You’ve got a hunch that you’re on the outs with your boss—it could be because of that deadline you missed, or simply because you dared to speak to him or her before they finished their morning coffee. Either way, things are tense, and it could spell trouble for your career. Use these pro tips to get back into your boss’s graces.
1. SCHEDULE A TIME TO MEET.
The best way to work through your issues with your boss is to talk things over face-to-face. But don’t spring this meeting on him, because he may take this as an ambush, says Art Glover, director of Human Resources at the Douglas County Libraries. During the talk, approach things tactfully and deferentially. “Talk openly, and say things like, ‘I’m feeling like things aren’t working too well, and I want to make sure I’m meeting your needs,'” Glover suggests. Or, “I want to hear what you’d like from me.” It sounds simple, but this is an incredibly difficult conversation for some people to have. You may want to practice first.
2. MATCH THEIR COMMUNICATION STYLE.
Your boss could be having a hard time working with you because she likes to skip the details and the chatter and get right to the point, but you’ve been filling her inbox with stories rather than quick one-liners. Or maybe the reverse is true. “Instead of making assumptions about the person, act like a detective as you study their behavior,” suggests Christen Bavero, coach at the brand management and executive coaching company ThinkHuman.
“Once you study their behavior, match their communication style,” Bavero says. Do they send just two to three sentences in an email? Or does each email include five paragraphs explaining each process? Do they like to have animated face-to-face meetings that involve conversations about family, or is a quick instant message chat more their style?
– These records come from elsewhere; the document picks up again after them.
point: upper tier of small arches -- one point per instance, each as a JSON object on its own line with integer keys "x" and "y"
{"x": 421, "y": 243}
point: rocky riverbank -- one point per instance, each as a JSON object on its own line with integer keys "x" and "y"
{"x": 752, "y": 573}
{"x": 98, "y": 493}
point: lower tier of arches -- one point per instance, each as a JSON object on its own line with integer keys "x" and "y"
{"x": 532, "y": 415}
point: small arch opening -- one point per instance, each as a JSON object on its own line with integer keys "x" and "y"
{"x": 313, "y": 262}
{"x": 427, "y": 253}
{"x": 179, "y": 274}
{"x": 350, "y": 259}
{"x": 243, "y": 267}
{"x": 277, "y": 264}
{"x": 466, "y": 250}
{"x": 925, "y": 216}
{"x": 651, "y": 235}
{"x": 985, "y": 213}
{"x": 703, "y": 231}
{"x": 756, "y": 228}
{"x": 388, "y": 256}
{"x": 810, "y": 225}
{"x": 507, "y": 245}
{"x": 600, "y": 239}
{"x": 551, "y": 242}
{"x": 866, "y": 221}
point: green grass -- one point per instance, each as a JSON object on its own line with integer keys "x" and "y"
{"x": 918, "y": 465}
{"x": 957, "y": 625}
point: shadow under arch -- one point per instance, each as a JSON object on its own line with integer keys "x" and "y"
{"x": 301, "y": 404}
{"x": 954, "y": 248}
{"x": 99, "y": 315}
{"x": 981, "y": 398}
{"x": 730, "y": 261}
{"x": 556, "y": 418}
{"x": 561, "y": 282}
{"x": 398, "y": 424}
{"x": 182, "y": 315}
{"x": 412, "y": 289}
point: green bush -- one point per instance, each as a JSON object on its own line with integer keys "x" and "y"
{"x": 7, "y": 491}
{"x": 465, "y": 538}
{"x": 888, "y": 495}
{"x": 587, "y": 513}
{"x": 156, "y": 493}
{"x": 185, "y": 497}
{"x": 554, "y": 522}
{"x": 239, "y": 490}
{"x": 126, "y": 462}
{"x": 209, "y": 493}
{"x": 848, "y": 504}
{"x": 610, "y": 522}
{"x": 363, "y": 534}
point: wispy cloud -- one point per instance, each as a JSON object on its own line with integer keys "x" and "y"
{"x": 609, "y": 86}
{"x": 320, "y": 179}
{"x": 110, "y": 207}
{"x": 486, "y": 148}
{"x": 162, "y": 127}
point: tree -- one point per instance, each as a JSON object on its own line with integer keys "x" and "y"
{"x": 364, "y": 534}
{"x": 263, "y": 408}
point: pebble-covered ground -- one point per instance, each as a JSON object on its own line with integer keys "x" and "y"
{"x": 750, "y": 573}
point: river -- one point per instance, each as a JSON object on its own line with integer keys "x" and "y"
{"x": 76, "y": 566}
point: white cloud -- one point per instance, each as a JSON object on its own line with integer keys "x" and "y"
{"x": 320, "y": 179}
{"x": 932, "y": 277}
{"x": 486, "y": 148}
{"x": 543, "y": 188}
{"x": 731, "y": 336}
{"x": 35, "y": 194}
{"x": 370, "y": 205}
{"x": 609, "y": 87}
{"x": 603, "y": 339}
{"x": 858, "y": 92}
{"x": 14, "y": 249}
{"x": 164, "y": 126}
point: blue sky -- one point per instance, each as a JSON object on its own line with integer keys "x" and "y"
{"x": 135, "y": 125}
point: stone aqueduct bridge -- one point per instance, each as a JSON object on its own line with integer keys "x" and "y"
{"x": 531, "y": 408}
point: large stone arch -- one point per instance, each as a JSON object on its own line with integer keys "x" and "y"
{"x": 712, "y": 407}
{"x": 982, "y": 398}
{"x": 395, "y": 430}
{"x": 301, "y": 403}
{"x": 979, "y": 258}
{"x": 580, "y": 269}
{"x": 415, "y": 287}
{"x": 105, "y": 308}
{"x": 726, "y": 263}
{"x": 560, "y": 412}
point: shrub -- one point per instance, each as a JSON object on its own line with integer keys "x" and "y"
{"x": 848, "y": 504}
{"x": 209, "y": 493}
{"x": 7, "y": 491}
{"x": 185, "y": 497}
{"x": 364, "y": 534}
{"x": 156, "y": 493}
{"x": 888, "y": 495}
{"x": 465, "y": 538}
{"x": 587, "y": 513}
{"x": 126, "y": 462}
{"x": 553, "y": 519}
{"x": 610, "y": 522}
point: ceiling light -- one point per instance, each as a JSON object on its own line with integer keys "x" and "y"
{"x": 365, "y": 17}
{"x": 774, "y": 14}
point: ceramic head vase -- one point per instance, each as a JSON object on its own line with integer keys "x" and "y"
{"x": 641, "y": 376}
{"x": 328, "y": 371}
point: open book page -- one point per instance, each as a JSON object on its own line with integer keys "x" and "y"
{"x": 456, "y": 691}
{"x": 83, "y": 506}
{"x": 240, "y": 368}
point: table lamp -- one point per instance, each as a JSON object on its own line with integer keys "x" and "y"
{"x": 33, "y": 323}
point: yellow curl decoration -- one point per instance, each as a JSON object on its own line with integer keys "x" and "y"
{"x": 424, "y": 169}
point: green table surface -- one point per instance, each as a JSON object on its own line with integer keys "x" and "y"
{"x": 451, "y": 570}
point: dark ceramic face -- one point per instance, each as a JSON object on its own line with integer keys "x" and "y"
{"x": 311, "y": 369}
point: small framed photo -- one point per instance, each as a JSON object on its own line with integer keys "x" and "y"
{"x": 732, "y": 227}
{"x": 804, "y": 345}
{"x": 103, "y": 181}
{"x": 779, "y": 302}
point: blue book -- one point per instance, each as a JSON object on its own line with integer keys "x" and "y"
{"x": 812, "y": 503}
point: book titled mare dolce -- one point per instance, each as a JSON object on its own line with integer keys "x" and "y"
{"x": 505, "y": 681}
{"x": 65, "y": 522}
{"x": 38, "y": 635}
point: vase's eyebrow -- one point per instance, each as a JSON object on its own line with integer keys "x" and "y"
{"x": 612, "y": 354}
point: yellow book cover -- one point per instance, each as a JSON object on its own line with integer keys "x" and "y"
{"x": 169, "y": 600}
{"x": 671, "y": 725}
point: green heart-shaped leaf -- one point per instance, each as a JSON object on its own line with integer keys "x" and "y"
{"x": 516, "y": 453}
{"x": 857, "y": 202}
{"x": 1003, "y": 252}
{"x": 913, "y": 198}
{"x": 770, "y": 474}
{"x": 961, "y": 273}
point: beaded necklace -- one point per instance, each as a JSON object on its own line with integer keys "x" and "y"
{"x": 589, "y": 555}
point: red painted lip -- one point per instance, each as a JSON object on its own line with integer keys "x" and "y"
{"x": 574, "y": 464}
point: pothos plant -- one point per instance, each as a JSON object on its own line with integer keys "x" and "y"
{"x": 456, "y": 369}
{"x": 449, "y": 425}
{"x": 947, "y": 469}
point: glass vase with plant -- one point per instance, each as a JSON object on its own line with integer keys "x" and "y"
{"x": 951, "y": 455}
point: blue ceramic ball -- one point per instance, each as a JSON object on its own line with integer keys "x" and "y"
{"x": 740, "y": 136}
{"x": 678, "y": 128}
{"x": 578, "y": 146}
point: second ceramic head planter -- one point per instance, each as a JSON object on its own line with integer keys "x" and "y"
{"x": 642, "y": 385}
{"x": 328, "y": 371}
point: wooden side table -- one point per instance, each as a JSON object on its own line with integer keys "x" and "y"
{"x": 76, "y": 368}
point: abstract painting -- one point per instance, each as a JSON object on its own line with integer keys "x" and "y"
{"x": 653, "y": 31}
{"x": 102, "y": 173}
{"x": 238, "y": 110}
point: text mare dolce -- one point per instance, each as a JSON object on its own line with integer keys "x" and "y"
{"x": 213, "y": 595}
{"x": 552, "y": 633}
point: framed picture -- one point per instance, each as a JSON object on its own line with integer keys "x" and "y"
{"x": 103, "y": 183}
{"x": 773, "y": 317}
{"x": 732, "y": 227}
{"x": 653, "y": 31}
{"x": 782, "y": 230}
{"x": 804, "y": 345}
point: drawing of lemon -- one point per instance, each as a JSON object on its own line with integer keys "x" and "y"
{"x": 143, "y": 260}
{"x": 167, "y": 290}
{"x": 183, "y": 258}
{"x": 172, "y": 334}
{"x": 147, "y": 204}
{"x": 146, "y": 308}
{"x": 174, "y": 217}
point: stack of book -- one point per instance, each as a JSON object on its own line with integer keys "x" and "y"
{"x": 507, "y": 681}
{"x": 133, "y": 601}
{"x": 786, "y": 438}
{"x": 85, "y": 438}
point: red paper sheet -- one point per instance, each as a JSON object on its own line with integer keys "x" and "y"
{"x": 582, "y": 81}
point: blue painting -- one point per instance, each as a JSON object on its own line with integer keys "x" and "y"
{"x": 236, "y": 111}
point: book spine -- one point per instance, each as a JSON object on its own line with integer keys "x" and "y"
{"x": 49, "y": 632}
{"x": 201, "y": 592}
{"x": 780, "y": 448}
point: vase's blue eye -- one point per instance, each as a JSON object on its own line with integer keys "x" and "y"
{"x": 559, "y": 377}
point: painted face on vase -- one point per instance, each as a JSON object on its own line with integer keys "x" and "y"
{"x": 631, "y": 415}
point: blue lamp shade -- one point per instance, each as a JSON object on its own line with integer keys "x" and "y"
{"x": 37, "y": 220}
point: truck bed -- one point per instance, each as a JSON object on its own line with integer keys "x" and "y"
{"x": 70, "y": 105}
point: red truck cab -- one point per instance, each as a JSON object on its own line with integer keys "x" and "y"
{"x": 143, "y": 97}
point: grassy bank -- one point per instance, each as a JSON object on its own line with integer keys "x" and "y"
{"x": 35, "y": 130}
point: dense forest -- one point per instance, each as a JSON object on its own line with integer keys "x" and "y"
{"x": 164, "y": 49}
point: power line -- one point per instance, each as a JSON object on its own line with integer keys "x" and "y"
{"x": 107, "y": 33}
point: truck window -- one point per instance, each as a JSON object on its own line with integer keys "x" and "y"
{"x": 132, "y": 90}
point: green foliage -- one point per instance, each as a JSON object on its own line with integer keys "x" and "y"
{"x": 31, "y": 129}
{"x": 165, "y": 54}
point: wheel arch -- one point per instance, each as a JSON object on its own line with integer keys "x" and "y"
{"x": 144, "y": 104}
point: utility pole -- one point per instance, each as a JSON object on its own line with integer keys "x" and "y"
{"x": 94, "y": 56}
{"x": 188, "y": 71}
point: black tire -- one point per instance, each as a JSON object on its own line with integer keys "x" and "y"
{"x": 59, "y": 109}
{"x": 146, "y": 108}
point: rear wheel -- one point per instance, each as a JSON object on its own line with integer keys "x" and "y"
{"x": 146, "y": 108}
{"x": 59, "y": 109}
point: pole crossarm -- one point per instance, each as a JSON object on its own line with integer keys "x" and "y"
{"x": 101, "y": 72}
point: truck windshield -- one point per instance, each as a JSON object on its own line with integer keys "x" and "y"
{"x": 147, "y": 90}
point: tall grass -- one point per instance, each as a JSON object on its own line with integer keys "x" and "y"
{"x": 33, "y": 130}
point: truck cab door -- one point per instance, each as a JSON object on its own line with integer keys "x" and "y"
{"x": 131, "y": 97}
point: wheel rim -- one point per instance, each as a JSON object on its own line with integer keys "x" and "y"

3. GET TIPS FROM A TRUSTED CO-WORKER.
Surely your boss gets along with someone. Ask that person what he or she has done to get along with the boss, advises Susan Heathfield, a management and organization development consultant who specializes in human resources issues. Heathfield also recommends asking that person what she thinks you should be doing differently. Maybe the boss confided in that co-worker about you—or maybe she knows that your boss just doesn’t like people who bring tuna fish to work because it stinks up the break room. Really, it could be anything, and your co-worker could know the secret.
4. DON’T ENGAGE.
In moments of real conflict with your boss you need to make sure you don’t say something you’ll regret. The best way to do this? “Breathe,” says Jody Michael, CEO and founder of Jody Michael Associates, an executive and career coaching company with offices in Chicago and Atlanta. “Deep diaphragmatic breathing is one of the easiest and most effective ways to regain your composure. The last thing you want to do is to engage in the frenzy that your boss might be creating, and to say or do something you later regret.” Also, she says, remember that your boss is human, which makes him or her vulnerable to pressure and stress. Try to understand the situation from his or her perspective and the factors that might be driving your boss’s behaviors.
5. MAKE A CHANGE.
Sorry to break it to you, but your boss might have a good reason for disliking you. Maybe you botched a project or are always late to work. If you are determined to change, then you should apologize for your behavior. If you’re sincere, your boss will eventually come around, Glover says. “Generally, we human beings, once we’ve been given negative info, take a little while to see that you’re going to turn that around,” he says. “Actions speak louder than words.” If your actions are consistently positive, and your boss is a reasonable person, then you should be able to mend the relationship.